Ben Lappenga currently serves as a Visiting Associate Professor of Religion at Hope College (MI) and Cambria Kaltwasser currently serves as Associate Professor of Biblical and Theological Studies at Northwestern College (IA).

Jesus clearly taught that he came to earth to fulfill the Old Testament law and the prophets: “I have come not to abolish them, but to fulfill them” (Matthew 5:17).

It appears to me that there are two differing strands of thought in the Old Testament as to the nature of this “fulfillment,” one of which is consistent with my understanding of Christian values, with the other strand, in my estimation, being extremely destructive of Christian values.

The Old Testament strand of thought which I enthusiastically embrace is comprised of the writings of the Old Testament prophets that contain numerous references to God’s intention that the Israelites be agents for the realization of God’s redemptive purposes on earth. The grandest reference is the covenant promise to Abraham that Israel is a people chosen by God to bring God’s blessing of shalom to “all the families of the earth” (Genesis 12:3). This is elaborated upon in teachings from the Old Testament prophets, including the following teaching emanating from the prophet Isaiah:

Is not this the fast that I choose: to loose the bonds of wickedness, to undo the thongs of the yoke, to let the oppressed go free, and to break every yoke?
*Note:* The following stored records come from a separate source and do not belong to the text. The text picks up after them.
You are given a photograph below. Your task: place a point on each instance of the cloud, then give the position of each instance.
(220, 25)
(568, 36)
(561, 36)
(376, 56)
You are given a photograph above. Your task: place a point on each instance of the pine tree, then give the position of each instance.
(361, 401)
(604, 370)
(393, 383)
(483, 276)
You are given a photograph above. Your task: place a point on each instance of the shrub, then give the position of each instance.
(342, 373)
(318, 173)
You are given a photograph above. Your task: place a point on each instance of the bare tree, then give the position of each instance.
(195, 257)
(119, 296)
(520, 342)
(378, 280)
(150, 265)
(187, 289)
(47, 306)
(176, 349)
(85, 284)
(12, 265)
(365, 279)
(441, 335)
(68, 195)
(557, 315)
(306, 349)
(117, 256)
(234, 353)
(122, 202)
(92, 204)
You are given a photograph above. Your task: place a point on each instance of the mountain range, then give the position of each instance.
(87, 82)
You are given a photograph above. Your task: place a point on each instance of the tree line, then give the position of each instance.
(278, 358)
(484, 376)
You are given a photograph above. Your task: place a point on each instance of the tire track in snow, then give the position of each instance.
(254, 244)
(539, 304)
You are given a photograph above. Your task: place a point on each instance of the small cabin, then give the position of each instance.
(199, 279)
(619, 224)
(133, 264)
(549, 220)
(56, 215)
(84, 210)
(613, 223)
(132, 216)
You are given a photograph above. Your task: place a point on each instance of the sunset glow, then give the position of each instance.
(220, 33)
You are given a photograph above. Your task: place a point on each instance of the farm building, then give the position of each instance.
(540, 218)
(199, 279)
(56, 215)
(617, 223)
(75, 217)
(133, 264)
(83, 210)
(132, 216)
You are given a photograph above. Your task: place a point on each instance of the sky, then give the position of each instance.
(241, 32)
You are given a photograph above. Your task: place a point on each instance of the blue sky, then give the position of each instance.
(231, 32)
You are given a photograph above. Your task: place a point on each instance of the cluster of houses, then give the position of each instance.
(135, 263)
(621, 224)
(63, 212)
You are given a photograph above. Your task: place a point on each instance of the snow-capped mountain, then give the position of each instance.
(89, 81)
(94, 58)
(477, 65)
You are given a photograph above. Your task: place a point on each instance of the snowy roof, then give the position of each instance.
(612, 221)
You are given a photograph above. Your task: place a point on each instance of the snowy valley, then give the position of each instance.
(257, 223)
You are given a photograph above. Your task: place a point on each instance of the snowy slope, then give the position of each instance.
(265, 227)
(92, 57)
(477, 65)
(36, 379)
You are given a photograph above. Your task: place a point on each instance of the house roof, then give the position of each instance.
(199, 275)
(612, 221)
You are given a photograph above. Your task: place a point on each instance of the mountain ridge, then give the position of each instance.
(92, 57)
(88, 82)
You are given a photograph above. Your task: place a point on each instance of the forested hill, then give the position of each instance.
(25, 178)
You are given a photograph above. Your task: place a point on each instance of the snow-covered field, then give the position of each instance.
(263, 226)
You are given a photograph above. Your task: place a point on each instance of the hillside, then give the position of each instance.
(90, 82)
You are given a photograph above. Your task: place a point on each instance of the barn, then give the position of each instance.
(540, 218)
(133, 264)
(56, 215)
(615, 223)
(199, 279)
Is it not to share your bread with the hungry, and bring the homeless poor into your house; when you see the naked to cover him, and not to hide yourself from your own flesh” (Isaiah 58: 6-7).

When I hear the following words of Jesus, as recorded in Matthew 25: 34-36 as to who will “inherit the kingdom,” I hear clear echoes of the words of Isaiah:

I was hungry and you gave me food, I was thirsty and you gave me something to drink, I was a stranger and you welcomed me, I was naked and you gave me clothing, I was sick and you took care of me, I was in prison and you visited me.

Surely this passage from Matthew 25 points to an indisputable way in which Jesus fulfilled the teachings of the prophet Isaiah, pointing in both cases to a call to care for the disadvantaged and marginalized in our midst, those who Jesus referred to as the “least of these” (Matthew 25:40).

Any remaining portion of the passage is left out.